Eine Nachbarin hatte die Tote und deren Sohn am Tag nach der Tat entdeckt. Die Frau war stutzig geworden, weil die Mahlzeiten eines Essen-auf-Rädern-Services mittags noch vor dem Mehrfamilienhaus gestanden hatten. Als sie bei dem Mann und deren Mutter klingelte, die gemeinsam in einer Wohnung lebten, und sich niemand meldete, öffnete sie die Tür mit einem Schlüssel, den sie für Notfälle hatte.
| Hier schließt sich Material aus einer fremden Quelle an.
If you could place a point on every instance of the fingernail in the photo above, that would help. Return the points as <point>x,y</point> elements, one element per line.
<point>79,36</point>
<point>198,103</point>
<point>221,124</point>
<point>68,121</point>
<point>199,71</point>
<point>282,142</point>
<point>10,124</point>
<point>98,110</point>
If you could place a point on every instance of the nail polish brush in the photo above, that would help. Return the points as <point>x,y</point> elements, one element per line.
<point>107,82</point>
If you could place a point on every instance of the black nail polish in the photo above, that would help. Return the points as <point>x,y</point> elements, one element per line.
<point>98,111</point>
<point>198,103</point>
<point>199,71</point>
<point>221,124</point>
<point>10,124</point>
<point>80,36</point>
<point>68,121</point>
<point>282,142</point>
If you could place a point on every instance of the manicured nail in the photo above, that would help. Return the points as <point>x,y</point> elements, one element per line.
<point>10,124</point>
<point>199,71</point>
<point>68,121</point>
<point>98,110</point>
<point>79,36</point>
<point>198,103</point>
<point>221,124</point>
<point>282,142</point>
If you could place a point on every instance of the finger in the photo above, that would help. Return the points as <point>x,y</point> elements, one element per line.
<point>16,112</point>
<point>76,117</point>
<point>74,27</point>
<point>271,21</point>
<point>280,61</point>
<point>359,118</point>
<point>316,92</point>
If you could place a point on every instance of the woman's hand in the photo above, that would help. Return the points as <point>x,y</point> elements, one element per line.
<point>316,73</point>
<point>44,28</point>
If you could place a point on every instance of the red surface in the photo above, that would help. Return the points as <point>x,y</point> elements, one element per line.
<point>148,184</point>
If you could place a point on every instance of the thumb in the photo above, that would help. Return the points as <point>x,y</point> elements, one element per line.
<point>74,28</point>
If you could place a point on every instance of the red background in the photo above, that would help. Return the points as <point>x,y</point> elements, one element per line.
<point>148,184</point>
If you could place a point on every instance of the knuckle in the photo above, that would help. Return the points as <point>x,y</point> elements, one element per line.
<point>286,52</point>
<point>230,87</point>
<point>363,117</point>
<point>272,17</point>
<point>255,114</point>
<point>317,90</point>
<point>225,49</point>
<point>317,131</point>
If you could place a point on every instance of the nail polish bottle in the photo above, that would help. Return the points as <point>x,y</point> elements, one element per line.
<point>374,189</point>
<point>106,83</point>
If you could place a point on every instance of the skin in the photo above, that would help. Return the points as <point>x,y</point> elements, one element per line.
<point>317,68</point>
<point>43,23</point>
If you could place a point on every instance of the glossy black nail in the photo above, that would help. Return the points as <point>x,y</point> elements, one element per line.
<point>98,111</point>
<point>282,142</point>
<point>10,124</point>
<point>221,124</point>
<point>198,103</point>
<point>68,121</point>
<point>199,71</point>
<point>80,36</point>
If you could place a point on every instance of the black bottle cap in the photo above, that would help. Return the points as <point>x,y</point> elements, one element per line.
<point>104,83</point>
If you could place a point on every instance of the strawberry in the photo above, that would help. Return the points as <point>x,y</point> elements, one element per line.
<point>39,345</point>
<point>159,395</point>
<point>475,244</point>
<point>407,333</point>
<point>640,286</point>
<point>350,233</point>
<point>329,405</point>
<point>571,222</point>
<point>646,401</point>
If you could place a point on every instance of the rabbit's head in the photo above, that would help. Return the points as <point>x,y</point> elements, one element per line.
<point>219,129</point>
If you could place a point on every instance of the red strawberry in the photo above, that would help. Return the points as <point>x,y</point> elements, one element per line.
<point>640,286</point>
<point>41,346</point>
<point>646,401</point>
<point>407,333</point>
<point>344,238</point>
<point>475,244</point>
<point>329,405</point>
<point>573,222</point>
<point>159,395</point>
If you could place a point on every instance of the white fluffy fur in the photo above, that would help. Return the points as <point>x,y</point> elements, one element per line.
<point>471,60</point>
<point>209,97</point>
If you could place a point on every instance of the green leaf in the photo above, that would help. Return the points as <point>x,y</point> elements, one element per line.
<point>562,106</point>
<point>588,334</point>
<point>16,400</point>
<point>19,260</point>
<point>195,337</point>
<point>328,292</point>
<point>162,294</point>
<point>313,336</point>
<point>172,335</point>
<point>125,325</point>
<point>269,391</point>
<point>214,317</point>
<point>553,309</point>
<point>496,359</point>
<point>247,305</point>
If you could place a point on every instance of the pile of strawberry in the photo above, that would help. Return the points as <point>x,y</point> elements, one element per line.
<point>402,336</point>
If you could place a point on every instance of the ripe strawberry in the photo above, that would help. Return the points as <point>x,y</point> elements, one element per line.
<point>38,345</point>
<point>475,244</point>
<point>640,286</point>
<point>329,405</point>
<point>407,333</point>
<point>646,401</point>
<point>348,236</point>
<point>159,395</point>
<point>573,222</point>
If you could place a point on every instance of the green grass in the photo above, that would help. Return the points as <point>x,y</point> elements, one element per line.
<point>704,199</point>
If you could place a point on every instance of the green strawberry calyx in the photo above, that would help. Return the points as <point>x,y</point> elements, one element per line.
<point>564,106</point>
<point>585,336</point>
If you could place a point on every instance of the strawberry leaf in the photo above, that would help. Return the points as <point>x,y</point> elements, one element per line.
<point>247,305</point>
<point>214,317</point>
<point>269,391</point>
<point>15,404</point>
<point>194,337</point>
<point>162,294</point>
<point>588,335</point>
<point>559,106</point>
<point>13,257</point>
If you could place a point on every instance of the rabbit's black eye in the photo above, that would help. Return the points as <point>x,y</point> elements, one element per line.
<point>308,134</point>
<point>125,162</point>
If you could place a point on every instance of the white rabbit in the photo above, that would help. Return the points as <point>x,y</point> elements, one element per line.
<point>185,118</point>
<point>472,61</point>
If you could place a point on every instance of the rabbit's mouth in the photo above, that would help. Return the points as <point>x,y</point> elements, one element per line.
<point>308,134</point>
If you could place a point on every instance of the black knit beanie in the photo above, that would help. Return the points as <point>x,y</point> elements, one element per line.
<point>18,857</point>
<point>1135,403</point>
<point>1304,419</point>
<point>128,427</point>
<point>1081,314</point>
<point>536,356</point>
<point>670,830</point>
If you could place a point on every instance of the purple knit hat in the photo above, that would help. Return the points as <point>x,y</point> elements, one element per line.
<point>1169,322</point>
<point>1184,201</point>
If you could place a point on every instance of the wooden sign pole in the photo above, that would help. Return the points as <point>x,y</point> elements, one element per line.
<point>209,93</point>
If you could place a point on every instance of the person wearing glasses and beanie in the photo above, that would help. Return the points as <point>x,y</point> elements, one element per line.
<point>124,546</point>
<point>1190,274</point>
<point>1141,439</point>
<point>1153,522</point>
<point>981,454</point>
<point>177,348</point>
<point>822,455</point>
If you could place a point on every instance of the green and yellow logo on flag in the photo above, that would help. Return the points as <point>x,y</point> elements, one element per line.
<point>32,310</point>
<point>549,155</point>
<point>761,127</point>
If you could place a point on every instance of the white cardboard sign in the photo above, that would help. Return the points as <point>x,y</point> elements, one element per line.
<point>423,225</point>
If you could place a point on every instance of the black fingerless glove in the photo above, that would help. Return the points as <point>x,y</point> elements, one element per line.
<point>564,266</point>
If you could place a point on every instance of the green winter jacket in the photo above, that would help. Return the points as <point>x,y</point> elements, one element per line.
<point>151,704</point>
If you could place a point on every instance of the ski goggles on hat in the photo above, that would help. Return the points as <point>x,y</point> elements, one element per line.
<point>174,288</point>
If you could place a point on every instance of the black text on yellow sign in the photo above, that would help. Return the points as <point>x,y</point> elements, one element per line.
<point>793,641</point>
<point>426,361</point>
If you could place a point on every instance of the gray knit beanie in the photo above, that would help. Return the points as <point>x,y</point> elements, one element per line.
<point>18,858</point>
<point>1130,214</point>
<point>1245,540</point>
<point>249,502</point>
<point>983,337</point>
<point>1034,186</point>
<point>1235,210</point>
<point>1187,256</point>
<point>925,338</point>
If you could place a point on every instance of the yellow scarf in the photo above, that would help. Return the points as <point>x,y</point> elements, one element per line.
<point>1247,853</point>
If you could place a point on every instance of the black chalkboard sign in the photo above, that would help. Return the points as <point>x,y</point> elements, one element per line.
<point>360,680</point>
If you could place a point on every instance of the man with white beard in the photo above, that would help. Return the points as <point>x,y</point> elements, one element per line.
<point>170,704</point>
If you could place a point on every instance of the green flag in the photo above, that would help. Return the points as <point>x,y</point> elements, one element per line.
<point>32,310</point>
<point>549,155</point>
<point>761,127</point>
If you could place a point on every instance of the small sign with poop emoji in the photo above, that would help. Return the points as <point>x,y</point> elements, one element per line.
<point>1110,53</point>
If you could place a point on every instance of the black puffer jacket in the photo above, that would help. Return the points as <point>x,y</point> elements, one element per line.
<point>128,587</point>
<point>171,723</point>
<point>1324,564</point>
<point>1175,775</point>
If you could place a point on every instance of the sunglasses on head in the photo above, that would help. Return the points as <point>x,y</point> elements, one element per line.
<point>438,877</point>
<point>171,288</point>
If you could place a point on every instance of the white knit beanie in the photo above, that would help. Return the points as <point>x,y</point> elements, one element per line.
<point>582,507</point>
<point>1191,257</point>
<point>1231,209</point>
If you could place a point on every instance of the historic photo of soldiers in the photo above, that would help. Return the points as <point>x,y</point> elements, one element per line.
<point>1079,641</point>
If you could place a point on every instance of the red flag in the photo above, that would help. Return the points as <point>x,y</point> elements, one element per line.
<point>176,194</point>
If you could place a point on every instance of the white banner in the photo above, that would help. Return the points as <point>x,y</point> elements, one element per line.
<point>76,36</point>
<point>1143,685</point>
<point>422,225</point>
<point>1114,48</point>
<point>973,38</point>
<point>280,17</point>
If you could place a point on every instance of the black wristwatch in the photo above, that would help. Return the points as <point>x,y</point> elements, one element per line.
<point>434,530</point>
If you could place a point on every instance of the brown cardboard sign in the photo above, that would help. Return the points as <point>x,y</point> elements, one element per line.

Im Schlafzimmer der Frau entdeckte sie schließlich die leblose 88 Jahre alte Frau in ihrem Bett liegend. Daneben saß der Mann, der sich Schnittverletzungen zugefügt hatte. Außerdem hatte er zahlreiche Tabletten genommen, die allein aber nicht zum Tod des 61-Jährigen geführt hätten.

Der Mann leidet seit Jahrzehnten unter Depressionen

Der Angeklagte leidet bereits seit Jahrzehnten unter offenbar schweren psychischen Problemen. Erste Symptome traten bereits in der Schulzeit auf. Wegen Depressionen versuchte der Mann bereits erstmals kurz nach seinem Abitur, Suizid zu begehen. Als Verwaltungsfachwirt arbeitete er nur wenige Jahre bei der Stadt Stuttgart. Danach lebte er mehrere Jahre lang in Wohngemeinschaften für psychisch Kranke. In den 90er Jahren wurde der Mann erwerbsunfähig geschrieben. Er arbeitete aber noch mehrere Jahre auf Mini-Job-Basis als Sportplatzwart und als Reinigungskraft auf Spielplätzen.

Im Jahr 1998 zog der Angeklagte wieder zu seinen Eltern, nahm aber weiterhin Angebote eines gemeindepsychiatrischen Dienstes an. Auch seine Medikamente gegen die Depressionen nahm er ein.

Der Mann kümmerte sich um den Haushalt, erledigte die Einkäufe und kochte. Im Herbst 2013 soll der Mann die Medikamente gegen seine Depressionen abgesetzt haben. Danach sei er einmal wöchentlich zu offenen Treffs eines Therapiekreises gegangen. „Das hat gereicht“, sagte der Angeklagte im Prozess. Nachbarn und Bekannte der Frau beschreiben den Sohn als liebevoll und aufmerksam gegenüber seiner Mutter.

Soziale Kontakte mit Dritten pflegte der Mann aber offenbar kaum: Er lebte zurückgezogen und nannte lediglich die Namen von zwei Bekannten, mit denen er sich zuletzt ab und an über Sport unterhalten habe. Er nahm außerdem an einer Kochgruppe teil, zog sich aber schließlich daraus zurück, weil es seiner Mutter zusehens schlechter gegangen sei, so der Mann.

Bereits vom Jahr 2007 an habe sich der Zustand der Frau nach dem Tod ihres Mannes verschlechtert. Laut dem Angeklagten habe diese immer häufiger darüber geklagt, dass sie kaum mehr gehen könne. Möglicherweise fühlte sich der Mann von der Pflege seiner Mutter überfordert beziehungsweise fürchtete den Tag, an dem sie bettlägerig ist.

Der Prozess am Landgericht wird nächsten Donnerstag fortgesetzt. 14 Zeugen werden gehört. Das Urteil wird für den 6. Oktober erwartet.